- Przyszliśmy tutaj, aby zaprotestować przeciwko kolejnej podwyżce, która się Wodnikowi nie należy – mówił prezes stowarzyszenia, Janusz Jędraszko – już teraz wiele osób ma problemy z płaceniem rachunków za wodę.
Radni otoczeni transparentami dyskutowali przez dwie godziny o stawkach wody i nieobecności na sali obrad prezydenta Jeleniej Góry, Marka Obrębalskiego.
- Prezydent musiał wziąć udział w spotkaniu stowarzyszenia miast uzdrowiskowych, w którego władzach zasiada – wyjaśniał zastępca prezydenta Jerzy Łużniak.
- To jest bardzo nieeleganckie, że na sesji rozważającej tak ważne sprawy znowu nie ma prezydenta, ale jak widzę, uzdrowiska są dla niego ważniejsze – mówił radny Krzysztof Mróz – czy co roku będziemy zmuszani do podnoszenia cen wody? Chciałbym usłyszeć od prezesa Wodnika dlaczego nic się nie robi z gigantycznymi stratami wody. Czy to prawda, że na jedną wyprodukowaną szklankę wody, druga wsiąka w ziemię czy znika w inny sposób? Mam też wrażenie, że prezydent podpisuje wszystko, co mu podsunie prezes Wodnika bez merytorycznego sprawdzenia.

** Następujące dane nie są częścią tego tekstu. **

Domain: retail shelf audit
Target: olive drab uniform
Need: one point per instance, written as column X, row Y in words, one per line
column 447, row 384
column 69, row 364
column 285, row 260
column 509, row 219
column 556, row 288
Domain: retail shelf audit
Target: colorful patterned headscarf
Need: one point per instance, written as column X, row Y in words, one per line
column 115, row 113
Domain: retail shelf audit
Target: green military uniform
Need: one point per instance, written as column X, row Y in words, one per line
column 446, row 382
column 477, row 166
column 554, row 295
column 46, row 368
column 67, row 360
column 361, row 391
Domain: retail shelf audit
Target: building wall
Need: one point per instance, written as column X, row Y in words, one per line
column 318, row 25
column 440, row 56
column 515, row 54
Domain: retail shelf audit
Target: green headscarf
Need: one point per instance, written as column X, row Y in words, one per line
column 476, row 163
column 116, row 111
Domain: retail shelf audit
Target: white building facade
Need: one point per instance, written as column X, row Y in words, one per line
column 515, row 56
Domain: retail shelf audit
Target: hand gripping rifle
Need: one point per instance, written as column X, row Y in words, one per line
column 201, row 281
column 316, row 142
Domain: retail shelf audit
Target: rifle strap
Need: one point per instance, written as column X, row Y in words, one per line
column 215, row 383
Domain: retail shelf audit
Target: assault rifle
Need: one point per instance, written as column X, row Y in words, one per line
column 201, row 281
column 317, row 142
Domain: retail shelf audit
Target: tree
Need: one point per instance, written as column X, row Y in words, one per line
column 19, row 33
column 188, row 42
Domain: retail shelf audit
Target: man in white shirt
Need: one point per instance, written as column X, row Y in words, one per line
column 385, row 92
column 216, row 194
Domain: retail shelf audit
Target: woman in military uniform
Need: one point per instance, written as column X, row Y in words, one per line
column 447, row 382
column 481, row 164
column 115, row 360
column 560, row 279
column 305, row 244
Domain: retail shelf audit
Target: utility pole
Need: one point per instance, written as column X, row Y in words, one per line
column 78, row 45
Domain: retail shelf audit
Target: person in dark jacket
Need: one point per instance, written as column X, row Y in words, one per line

- Panie radny Mróz, razem studiowaliśmy ekonomię i powinien pan lepiej rozumieć dokumenty uzasadniające tę podwyżkę. W nich też zapisane, jak bardzo obniżyliśmy koszty funkcjonowania – ripostował z mównicy prezes spółki, Wojciech Jastrzębski – do 2015 roku musimy dokończyć kanalizację miasta. To będzie kosztowało około 120 milionów złotych. Większość, bo około 70 milionów będzie pochodziło z funduszy unijnych, 17 milionów z miejskiej kasy, resztę musimy uzbierać sami. Z ubytkami wody w sieci natomiast, mamy spory problem. Mimo tego, że nieustannie wymieniamy nieszczelne odcinki, usuwamy wycieki, straty wody wynoszą około 35 procent całej produkcji. Nie wiem, czy uda nam się w najbliższym czasie obniżyć poziom strat.
- Ta podwyżka jest związana też z wzrostem majątku spółki, ile będzie kosztowała woda po zakończeniu całej inwestycji – pytał radny Ireneusz Łojek – Wodnik zamknął dwa ujęcia wody, jakie są w związku z tym oszczędności?
- Ile będzie kosztowała woda nie wiem jeszcze, niestety, będzie to powyżej 10 złotych za wodę i ścieki -–tłumaczył prezes Jastrzębski – ale gdybyśmy nie wykonali tej inwestycji, woda byłaby jeszcze droższa, ale z powodu gigantycznych, unijnych kar, jakie byśmy płacili za brak kanalizacji. Za wodę z tych dwóch ujęć płaciliśmy około miliona złotych, ponieważ leżały na terenie sąsiednich gmin.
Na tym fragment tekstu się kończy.